Ofcom found evidence that CGTN had violated the Broadcasting Code in a severe manner, which led to official investigations on matters related to Mr Humphrey and Mr Gui. The UK regulator has taken important steps in launching these investigations into CGTN, and the verdict will have far-reaching consequences. The UK is the base for CGTN’s expansion plans across Europe and setup of a new CGTN Europe division. A guilty verdict will force CGTN to stop these broadcasts as well as to pay greater attention to the UK’s regulations overall.
UK’s requirement for TV broadcaster licensing sets it apart from many other countries, where such requirements are either missing or very limited. Likewise, the UK’s Broadcasting code is unique in its detail. There are clearly spelled out and easy to use complaints mechanisms. This is not the case in most other western countries.

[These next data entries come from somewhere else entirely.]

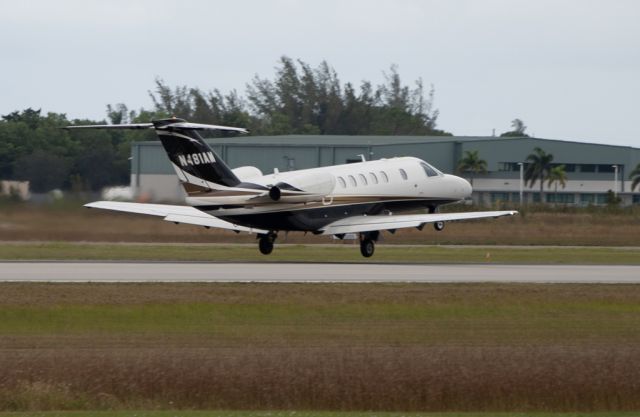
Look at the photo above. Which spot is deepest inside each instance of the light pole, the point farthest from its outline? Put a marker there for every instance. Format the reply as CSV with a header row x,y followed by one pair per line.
x,y
615,180
521,165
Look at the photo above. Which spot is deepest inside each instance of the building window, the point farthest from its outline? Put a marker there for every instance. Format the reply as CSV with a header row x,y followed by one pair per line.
x,y
497,197
587,167
560,198
587,199
606,168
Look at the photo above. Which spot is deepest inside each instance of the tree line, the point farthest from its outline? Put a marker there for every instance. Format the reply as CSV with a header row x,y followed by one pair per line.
x,y
299,99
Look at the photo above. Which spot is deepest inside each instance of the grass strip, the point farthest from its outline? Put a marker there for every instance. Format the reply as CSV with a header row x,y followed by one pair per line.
x,y
319,253
189,413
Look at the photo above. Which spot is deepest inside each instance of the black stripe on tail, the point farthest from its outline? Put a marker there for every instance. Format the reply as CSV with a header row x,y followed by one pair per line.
x,y
189,152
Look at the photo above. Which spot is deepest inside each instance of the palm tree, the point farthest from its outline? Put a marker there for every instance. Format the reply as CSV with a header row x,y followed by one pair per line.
x,y
472,163
557,175
538,167
635,176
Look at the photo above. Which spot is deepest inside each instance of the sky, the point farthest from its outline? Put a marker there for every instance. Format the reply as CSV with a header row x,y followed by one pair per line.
x,y
570,69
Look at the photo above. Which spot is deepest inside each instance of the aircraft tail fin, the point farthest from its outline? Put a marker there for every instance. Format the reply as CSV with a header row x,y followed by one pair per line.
x,y
196,164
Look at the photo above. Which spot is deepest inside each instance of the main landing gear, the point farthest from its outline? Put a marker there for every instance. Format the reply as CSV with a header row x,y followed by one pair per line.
x,y
367,243
265,242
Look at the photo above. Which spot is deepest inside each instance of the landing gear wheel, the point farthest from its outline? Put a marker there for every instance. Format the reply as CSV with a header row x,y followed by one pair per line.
x,y
367,247
265,244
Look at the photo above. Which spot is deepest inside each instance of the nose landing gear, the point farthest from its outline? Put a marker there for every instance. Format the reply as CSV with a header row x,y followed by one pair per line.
x,y
265,242
367,243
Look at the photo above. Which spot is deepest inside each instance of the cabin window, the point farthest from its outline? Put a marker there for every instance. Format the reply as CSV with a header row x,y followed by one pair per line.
x,y
429,170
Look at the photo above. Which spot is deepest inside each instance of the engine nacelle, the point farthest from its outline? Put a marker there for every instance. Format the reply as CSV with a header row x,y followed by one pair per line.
x,y
303,188
246,172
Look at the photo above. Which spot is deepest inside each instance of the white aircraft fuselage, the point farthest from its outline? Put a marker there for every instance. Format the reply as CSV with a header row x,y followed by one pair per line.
x,y
361,198
330,193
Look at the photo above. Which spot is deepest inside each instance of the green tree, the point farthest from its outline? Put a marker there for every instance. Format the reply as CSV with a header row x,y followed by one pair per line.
x,y
517,130
558,176
472,163
538,167
44,171
635,177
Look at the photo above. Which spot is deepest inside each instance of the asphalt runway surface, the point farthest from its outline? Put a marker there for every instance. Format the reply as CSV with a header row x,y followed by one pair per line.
x,y
311,272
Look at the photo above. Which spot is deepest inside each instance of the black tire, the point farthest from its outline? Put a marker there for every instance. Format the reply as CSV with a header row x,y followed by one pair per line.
x,y
367,247
265,245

At the same time, Safeguard Defenders are filing CCTV personnel directly involved in extracting, recording and producing such ‘confessions’ for Magnitsky sanctions, a law aimed at going after individuals who perpetrate gross human rights violations.
Through Ofcom, the UK can continue to demonstrate the way forward by ensuring consistent enforcement of existing rules. The UK also needs to ensure that once its Magnitsky Act procedures are finalised, it gives civil society a channel for filing such recommendations for sanctions, and move towards regular enforcement.

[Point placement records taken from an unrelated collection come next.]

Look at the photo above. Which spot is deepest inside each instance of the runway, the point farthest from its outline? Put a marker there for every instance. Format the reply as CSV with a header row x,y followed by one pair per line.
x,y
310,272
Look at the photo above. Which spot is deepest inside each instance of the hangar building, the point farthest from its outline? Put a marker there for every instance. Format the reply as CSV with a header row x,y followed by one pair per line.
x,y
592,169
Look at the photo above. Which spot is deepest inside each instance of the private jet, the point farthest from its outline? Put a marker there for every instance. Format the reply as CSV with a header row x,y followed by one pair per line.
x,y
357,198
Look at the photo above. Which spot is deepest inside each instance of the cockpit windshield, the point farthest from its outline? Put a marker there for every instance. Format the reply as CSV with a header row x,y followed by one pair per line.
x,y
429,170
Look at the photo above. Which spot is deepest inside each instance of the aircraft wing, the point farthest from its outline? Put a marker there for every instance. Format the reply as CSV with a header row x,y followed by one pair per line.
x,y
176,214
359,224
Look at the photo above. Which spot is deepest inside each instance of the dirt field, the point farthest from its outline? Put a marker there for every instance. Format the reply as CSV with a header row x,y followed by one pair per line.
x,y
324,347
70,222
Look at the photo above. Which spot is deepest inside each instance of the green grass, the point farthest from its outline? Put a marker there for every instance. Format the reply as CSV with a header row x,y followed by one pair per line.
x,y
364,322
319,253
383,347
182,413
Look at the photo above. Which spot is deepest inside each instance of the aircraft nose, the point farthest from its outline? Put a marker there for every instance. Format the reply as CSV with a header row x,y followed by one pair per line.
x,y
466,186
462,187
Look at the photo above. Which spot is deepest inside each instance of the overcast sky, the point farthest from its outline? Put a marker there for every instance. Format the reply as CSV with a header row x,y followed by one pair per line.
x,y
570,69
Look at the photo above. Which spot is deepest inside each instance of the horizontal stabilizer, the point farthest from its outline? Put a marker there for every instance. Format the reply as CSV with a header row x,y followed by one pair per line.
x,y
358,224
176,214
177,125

However, the UK could do more. It can place greater scrutiny of staff hires by Chinese media organisations in the UK, to prevent these entities from hosting Ministry of State Security agents. It can also enact legislation similar to the U.S.’s Foreign Agent Registration Act (FARA), to force disclosure of staff and financing by those entities that are deemed to be operating in the UK under control of a foreign government.